A few years ago, psychologist Dr. Charisse Nixon conducted an experiment in multiple American high school classes where she handed out a card to every student. Each card had three words on it, and the students were asked to anagram all three into other legal words. There was a catch: half the class got two easy words and a moderately-hard third word, while the other half got two words that were impossible to anagram, plus the same third word as the other students. Many students in the first group solved the final word. Practically none in the second did.

More recently, Drs. Frédérique Autin and Jean-Claude Croizet studied French sixth-graders in a more expanded way. The researchers split 131 students into four groups. One group was asked to solve a set of anagrams that was deliberately too hard to solve in time. The second group was given the same too-hard anagrams but counseled afterward that learning is difficult, that failure is common, and that practice helps.
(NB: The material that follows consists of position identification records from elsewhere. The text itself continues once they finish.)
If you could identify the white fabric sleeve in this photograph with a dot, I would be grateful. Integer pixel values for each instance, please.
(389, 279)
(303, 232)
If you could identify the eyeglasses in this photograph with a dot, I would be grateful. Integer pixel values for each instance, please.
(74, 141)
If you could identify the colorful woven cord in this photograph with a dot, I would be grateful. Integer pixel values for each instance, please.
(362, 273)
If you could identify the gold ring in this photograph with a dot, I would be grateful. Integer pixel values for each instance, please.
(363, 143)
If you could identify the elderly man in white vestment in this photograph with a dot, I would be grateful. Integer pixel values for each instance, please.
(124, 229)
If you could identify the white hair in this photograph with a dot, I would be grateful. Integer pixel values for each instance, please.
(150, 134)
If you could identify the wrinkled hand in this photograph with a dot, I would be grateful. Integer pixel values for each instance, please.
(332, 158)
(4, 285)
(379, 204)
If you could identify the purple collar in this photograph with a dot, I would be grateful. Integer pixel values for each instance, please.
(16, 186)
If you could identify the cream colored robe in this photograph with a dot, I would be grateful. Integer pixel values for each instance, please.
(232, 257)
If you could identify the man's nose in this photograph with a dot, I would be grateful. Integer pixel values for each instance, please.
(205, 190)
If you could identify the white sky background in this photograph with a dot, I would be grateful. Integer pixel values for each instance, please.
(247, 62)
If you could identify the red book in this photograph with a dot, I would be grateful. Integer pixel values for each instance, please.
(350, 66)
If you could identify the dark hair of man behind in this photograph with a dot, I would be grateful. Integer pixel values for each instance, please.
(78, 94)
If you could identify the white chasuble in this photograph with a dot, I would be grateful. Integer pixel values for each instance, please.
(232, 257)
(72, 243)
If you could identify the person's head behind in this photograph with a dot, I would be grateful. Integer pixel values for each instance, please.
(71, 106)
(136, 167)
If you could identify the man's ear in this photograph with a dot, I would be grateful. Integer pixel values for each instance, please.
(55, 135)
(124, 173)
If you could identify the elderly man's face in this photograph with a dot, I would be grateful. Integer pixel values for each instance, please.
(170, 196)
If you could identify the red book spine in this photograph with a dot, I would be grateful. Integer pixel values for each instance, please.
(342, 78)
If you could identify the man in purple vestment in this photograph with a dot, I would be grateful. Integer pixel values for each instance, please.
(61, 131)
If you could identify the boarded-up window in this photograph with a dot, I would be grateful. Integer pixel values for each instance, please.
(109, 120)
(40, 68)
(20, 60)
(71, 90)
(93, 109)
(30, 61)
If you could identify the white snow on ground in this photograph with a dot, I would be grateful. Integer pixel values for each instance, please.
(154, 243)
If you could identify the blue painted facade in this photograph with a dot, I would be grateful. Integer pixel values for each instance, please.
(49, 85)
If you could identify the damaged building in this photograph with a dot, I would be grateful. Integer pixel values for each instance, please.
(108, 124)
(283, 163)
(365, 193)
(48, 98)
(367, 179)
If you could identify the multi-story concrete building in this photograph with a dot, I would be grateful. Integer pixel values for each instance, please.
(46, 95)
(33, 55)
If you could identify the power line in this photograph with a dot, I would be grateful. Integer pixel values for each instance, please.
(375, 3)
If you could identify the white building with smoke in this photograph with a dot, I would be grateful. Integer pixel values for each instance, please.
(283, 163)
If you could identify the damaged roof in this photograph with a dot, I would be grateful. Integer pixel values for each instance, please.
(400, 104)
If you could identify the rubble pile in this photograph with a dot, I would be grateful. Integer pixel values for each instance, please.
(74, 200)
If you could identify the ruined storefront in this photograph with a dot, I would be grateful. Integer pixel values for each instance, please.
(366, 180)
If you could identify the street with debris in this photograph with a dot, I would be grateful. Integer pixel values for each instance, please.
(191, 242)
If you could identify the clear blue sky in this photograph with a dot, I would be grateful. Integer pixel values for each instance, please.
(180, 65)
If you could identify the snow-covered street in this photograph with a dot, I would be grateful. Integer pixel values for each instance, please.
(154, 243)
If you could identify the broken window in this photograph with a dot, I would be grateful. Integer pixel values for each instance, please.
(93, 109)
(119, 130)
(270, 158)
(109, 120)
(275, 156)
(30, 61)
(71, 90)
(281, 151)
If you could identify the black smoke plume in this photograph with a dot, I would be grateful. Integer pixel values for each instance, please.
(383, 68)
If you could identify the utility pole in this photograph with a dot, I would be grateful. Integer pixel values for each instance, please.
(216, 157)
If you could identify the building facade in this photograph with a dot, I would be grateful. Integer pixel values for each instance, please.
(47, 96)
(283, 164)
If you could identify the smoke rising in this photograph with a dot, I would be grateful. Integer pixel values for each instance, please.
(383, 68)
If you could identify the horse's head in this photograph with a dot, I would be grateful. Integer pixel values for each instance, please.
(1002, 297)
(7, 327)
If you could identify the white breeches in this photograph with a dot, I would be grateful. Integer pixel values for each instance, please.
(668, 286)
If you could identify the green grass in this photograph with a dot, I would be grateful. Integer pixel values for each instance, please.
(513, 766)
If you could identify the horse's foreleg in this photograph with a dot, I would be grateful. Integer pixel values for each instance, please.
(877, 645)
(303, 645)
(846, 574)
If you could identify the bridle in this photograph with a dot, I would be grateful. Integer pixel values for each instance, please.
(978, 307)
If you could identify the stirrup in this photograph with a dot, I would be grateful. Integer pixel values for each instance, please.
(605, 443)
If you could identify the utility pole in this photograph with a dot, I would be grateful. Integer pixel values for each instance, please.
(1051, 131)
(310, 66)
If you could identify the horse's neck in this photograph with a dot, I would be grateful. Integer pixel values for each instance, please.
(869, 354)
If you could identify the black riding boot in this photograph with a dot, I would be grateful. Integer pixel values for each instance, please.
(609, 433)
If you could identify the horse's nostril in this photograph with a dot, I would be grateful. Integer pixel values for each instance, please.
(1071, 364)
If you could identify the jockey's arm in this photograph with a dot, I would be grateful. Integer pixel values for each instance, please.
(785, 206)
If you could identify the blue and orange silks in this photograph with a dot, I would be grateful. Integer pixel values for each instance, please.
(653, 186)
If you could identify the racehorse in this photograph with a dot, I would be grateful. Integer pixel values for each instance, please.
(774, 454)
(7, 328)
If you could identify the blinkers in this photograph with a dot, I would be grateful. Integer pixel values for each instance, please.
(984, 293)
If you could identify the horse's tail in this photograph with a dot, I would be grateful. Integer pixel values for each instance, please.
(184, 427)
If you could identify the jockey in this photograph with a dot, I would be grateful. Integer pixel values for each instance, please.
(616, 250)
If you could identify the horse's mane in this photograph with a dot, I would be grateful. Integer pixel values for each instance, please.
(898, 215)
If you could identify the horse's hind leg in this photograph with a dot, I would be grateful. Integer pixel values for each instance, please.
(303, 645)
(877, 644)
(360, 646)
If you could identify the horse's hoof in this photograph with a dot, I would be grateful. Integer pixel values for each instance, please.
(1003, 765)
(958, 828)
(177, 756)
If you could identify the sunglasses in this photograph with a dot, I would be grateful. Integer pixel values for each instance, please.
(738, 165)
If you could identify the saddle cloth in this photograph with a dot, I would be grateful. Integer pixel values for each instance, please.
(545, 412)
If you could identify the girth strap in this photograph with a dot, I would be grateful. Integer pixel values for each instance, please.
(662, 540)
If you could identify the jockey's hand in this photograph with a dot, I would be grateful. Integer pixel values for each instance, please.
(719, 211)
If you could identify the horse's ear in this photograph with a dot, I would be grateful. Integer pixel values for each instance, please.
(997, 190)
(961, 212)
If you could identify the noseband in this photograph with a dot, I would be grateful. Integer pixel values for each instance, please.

The third group was given easy anagrams and no counseling. The fourth group had no preliminaries. Next, all groups were given identical reading comprehension tests. The group that did easy anagrams performed better than the group that got tough ones but no pep talk, but the group with tough anagrams plus encouragement scored higher still. (The group that took the test directly scored in the middle, virtually identical to the easy-anagram group.)